Chapter 25 contains brief oracles against the first four nations, while the oracles against Tyre (chapters 26–28, with a brief word against Sidon in 28:20–24) and Egypt (chapters 29–32) are more extended. We will consider chapter 25 as a unit and the other chapters separately.

Ezekiel begins with a word against Ammon (vv. 1–7). Ammon’s sin was gloating over Judah’s downfall. “Aha” (v. 3) is equivalent to today’s “hooray.” Rather than lamenting the overthrow of the holy city and its holy sanctuary, they cheered as they saw Babylonia come against Jerusalem and its temple. The result would be the overthrow of Ammon itself, which would be so shocking that it would be obvious that it was by the hand of Yahweh.

Ezekiel turns his attention next to Moab (vv. 8–11). Moab angered God when it claimed that Judah had become like the surrounding nations. Of course, God’s people had, in many respects, begun to imitate the surrounding nations, but Moab’s claim was more significant than that. By claiming that Judah had become just like the surrounding nations, they meant that the nation’s claim as the Lord’s special people was proven to be false. She had no more special relationship with the living God than any other nation. For this arrogant claim, Moab would face judgement.

Ezekiel then turns his attention to Edom (vv. 12–14), which not only gloated in, but actively participated in, Judah’s downfall. “Edom acted revengefully against the house of Judah.” Obadiah fills in some of the details. In essence, because the Edomites had assisted Babylon in subduing Judah, God would execute vengeance on the boastful people.

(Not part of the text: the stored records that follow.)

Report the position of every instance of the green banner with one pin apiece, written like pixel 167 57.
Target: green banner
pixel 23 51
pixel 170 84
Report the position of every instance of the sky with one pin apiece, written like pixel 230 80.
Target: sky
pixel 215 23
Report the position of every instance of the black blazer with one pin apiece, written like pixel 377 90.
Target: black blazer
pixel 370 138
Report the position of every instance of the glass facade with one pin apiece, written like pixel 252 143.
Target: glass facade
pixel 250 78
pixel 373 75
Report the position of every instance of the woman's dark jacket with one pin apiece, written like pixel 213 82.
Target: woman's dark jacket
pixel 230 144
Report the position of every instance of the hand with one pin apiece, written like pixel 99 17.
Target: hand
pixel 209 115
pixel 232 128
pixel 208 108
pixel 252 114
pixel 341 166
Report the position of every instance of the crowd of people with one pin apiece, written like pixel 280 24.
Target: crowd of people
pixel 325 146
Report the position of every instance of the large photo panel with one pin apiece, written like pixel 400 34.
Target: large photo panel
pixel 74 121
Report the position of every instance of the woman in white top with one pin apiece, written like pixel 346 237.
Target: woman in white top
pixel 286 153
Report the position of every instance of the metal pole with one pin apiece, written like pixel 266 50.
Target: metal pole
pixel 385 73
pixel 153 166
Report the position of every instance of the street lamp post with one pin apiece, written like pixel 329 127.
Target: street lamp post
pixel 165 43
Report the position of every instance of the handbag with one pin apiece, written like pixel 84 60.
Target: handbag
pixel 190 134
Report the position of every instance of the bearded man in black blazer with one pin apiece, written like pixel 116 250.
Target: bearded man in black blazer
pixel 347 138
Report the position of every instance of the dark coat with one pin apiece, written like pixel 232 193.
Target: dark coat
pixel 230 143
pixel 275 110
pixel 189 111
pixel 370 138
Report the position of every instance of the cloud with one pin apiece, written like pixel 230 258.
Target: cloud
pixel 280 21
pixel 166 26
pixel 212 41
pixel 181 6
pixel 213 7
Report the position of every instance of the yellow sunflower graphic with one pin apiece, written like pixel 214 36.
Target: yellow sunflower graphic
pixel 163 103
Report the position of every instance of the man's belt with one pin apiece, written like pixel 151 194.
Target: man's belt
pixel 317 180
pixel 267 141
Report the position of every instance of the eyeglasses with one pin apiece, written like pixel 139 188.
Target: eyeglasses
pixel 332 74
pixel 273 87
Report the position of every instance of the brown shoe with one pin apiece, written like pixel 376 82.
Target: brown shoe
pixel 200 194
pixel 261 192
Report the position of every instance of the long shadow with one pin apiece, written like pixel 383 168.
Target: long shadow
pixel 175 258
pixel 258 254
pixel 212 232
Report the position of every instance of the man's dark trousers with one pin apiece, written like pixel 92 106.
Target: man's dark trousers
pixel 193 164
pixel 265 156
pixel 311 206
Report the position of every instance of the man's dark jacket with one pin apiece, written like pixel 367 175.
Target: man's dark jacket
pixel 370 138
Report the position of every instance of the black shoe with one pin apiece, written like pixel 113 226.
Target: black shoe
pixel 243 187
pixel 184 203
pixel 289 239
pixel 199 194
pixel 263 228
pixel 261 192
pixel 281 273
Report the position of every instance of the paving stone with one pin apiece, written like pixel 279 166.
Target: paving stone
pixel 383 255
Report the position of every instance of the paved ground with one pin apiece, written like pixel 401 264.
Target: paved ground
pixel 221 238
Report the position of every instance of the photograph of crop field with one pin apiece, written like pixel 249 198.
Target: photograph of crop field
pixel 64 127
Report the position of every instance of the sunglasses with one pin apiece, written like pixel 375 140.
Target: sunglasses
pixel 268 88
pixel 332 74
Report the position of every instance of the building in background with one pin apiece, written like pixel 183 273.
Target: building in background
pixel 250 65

Ezekiel finally focuses his attention on Philistia (vv. 15–17), which was likewise charged with having “acted revengefully and took vengeance with malice of soul to destroy in never-ending enmity.” “Never-ending enmity” suggests that Philistia’s goal was to settle ancient grudges. Philistia would likewise face divine judgement.

It may strike you as strange that Ezekiel took the time to address the surrounding nations. Particularly from a New Testament perspective, we know we should love our enemies and pray for them. Does it not seem a little too gloating for Ezekiel to focus on the punishment of Israel’s enemies? Is this not particularly so when we consider the Judah, rather than the nations themselves, were the recipients of this oracle? Word may have reached the nations, but Ezekiel was a prophet to the Jewish exiles in Babylon. What was Gd’s purpose in revealing these oracles of judgement? And what relevance do they have for us? I think we can determine perhaps three purposes.

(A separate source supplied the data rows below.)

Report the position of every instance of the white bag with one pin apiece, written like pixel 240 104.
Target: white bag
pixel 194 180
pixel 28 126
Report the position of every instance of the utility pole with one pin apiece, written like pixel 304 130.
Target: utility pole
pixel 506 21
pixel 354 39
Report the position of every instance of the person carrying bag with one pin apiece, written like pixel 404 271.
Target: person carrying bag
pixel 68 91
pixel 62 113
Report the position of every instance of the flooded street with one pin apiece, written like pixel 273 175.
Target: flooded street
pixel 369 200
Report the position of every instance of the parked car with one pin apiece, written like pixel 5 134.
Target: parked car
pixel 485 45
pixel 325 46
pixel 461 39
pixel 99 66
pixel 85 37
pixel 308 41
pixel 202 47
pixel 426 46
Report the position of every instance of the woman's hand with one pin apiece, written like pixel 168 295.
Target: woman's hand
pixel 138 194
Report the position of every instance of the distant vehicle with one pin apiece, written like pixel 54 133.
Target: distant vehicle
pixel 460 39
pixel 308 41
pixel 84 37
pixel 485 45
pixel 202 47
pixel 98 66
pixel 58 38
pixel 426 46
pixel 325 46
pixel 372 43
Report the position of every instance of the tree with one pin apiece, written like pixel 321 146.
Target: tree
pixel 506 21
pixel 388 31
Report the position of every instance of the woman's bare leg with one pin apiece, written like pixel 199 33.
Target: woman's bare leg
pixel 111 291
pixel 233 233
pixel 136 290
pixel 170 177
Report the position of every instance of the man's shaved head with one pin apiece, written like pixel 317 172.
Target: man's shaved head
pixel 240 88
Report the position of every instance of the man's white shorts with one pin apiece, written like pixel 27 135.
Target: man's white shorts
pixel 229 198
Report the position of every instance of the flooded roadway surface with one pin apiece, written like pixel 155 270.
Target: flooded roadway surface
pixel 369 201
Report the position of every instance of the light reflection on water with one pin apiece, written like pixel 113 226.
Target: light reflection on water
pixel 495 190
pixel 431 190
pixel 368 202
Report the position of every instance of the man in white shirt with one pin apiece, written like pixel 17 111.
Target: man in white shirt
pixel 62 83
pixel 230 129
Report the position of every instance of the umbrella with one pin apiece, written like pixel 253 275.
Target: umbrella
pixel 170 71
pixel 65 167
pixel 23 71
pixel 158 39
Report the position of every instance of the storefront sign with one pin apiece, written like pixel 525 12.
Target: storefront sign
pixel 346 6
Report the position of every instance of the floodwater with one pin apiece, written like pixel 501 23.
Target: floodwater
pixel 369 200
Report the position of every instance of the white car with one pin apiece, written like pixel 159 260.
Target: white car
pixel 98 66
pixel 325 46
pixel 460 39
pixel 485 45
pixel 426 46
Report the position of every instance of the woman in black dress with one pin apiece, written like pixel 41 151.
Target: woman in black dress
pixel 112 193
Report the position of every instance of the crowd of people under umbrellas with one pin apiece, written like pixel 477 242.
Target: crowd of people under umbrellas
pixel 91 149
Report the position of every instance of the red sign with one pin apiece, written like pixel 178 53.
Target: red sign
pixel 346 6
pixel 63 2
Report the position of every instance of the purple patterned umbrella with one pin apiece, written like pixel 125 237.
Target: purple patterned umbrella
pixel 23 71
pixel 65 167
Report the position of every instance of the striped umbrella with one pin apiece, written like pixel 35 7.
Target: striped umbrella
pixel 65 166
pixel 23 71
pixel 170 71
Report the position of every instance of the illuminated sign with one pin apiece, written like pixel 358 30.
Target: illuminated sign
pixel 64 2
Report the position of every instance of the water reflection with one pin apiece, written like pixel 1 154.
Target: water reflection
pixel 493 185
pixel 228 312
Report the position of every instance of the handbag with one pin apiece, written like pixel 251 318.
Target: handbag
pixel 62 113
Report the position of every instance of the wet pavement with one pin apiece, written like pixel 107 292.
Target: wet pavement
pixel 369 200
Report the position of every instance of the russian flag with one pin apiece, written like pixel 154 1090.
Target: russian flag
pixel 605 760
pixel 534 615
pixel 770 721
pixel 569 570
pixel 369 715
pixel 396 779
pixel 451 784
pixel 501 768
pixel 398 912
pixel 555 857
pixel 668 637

The first, and perhaps most obvious, purpose of these oracles was to reveal that God did have a special relationship with Judah. Though Judah was experiencing divine displeasure, it was dangerous for God’s enemies to touch his people and they would suffer the consequences. We do well to remember that God treats his covenant people like the apple of his eye, and while he will certainly chasten, his enemies must be careful of mistreating his people.

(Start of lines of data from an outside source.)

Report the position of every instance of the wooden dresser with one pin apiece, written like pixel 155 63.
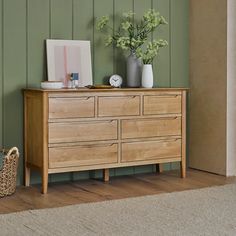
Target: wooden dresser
pixel 74 130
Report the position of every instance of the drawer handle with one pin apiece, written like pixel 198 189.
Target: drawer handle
pixel 167 140
pixel 169 118
pixel 132 96
pixel 79 98
pixel 97 145
pixel 168 95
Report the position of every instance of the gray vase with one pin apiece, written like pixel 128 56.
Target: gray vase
pixel 134 71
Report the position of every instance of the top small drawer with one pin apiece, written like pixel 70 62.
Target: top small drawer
pixel 162 104
pixel 128 105
pixel 71 107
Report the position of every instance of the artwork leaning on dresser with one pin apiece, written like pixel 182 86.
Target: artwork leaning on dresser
pixel 89 129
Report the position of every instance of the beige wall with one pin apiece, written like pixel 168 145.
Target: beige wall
pixel 231 88
pixel 208 84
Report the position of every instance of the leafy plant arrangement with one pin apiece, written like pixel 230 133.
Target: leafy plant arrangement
pixel 132 35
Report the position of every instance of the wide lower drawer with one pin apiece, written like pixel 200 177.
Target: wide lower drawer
pixel 162 104
pixel 151 150
pixel 83 155
pixel 119 106
pixel 147 128
pixel 82 131
pixel 71 107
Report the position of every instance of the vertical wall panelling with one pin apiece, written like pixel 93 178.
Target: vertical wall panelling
pixel 61 19
pixel 83 30
pixel 14 72
pixel 103 57
pixel 121 6
pixel 1 73
pixel 37 33
pixel 179 43
pixel 161 64
pixel 83 20
pixel 140 7
pixel 61 28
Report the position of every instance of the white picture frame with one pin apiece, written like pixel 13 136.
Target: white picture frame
pixel 69 56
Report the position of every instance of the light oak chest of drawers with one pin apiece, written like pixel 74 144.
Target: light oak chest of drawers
pixel 75 130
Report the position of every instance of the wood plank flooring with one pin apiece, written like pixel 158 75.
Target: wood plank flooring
pixel 63 194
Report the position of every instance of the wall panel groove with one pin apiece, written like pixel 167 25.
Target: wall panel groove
pixel 14 36
pixel 1 74
pixel 26 24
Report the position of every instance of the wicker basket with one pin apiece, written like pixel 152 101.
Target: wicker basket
pixel 8 172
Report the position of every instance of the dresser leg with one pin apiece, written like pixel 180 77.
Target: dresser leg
pixel 106 175
pixel 27 176
pixel 44 182
pixel 159 168
pixel 183 169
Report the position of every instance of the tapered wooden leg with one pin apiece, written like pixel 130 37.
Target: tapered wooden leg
pixel 44 182
pixel 106 175
pixel 27 176
pixel 159 168
pixel 183 169
pixel 183 159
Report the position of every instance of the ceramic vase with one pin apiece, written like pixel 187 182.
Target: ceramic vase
pixel 134 71
pixel 147 76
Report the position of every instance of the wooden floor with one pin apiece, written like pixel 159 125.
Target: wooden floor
pixel 63 194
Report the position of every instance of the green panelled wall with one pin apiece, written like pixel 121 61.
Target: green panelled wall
pixel 25 24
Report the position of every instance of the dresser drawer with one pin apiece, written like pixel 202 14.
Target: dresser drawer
pixel 147 128
pixel 82 131
pixel 83 155
pixel 119 106
pixel 71 107
pixel 151 150
pixel 162 104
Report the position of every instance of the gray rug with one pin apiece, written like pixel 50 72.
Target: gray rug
pixel 208 211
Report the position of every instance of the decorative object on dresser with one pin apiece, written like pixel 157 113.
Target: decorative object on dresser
pixel 116 81
pixel 132 35
pixel 69 61
pixel 148 56
pixel 102 129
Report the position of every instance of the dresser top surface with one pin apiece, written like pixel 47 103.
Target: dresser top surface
pixel 104 90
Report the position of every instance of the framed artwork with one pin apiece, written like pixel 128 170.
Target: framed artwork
pixel 66 57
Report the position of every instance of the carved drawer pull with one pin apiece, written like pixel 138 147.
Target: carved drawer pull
pixel 168 95
pixel 167 140
pixel 97 145
pixel 79 98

A second purpose was to assure God’s people that he did not operate by a double standard. He was not harsh on their sin while ignoring the sin of others. To be sure, judgement would begin with the house of God, but God will prove to deal justly with all sin. God’s judgement extends to all who refuse to acknowledge his lordship.

A third purpose was to reveal to everyone listening that God’s primary concern was to glorify his own name. He would implement judgement on his people and his enemies alike if that is what it took for people to recognise his holiness and sovereignty. God is far more interested in his glory than our comfort.

As you meditate on Ezekiel 25 this morning, ask God to drive home these three truths to you. Be thankful for a special, covenant relationship with him. Recognise that he always acts justly. And commit to giving him glory above all else.